Ricchi d'Iran. Ricchi di fede e di qualcosa di più terreno. Sulla stampa kuwaitiana, attraverso i canali dell'opposizione all'estero, arriva un elenco di sessantasei Paperoni di Teheran. Il clan di Khamenei e del presidente, Mahmoud Ahmadinejad. Tutta gente con incarichi pesanti e pesantissime fortune. E' probabile che la lista dei 66 contenga più di un'esagerazione. Ma è una mezza conferma di voci che in Iran circolano da tempo: criptato in conti intestati a società di comodo, ballerebbe un tesoro da 16 miliardi di dollari. Proventi di mediazioni del grezzo, spesso bloccati dalle sanzioni internazionali. Fonti israeliane sostengono che quei soldi risultano di società statali, legate in realtà a favoriti del regime. La mappa kuwaitiana è dettagliata. Il chiacchierato figlio di Khamenei, genero dello speaker del Parlamento Haddad-Adel, oltre al miliardo di sterline inglesi potrebbe disporre di 2 miliardi 200mila euro in Germania, di 766 milioni di dollari in Qatar e d'una somma sconosciuta in Svizzera. Anche una sua parente, Nazia Khamenei, in questi anni avrebbe messo via parecchio denaro: 7 milioni d'euro in Turchia, 65 in Germania, 122 in Gran Bretagna. Non se la passerebbe male nemmeno Ghulam Hussein Elham, secondo la stampa emiratina: ex portavoce del governo, gran negazionista della Shoah e marito di un'influente giornalista di regime, già ministro della Giustizia e persecutore di Shirin Ebadi, il premio Nobel, il nostro Elham avrebbe accantonato 25 milioni di dollari a Dubai, 13 milioni in Turchia, 17 in Svizzera e 700mila dollari a Beirut. Come lui, il generalissimo Hassan Firuzabadi che comanda le truppe rivoluzionarie: 320 milioni di dollari in Malaysia, 65 negli Emirati, 103 in Kuwait, 17 in Turchia, più spiccioli non conteggiati in Svizzera. Il dossier non risparmia neppure Mahdi Ahmadinejad, il primogenito: 18 milioni d'euro in Belgio, 45 nelle casse elvetiche, 44 nelle banche del Golfo.

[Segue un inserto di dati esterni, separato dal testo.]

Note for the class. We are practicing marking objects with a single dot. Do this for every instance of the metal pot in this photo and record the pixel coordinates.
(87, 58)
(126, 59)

Sono i conti della casta o è solo una resa dei conti? «Spazzatura», è l'unica parola che una fonte iraniana riserva alle rivelazioni: «C'è in corso una battaglia per delegittimare Ahmadinejad — dice Ruhollah Hosseinian, deputato conservatore— e vi partecipano anche fedelissimi del presidente». «Vere o no che siano le cifre — spiega una voce dell'opposizione —, se escono significa che qualcosa c'è. E qualcuno vuole farlo sapere».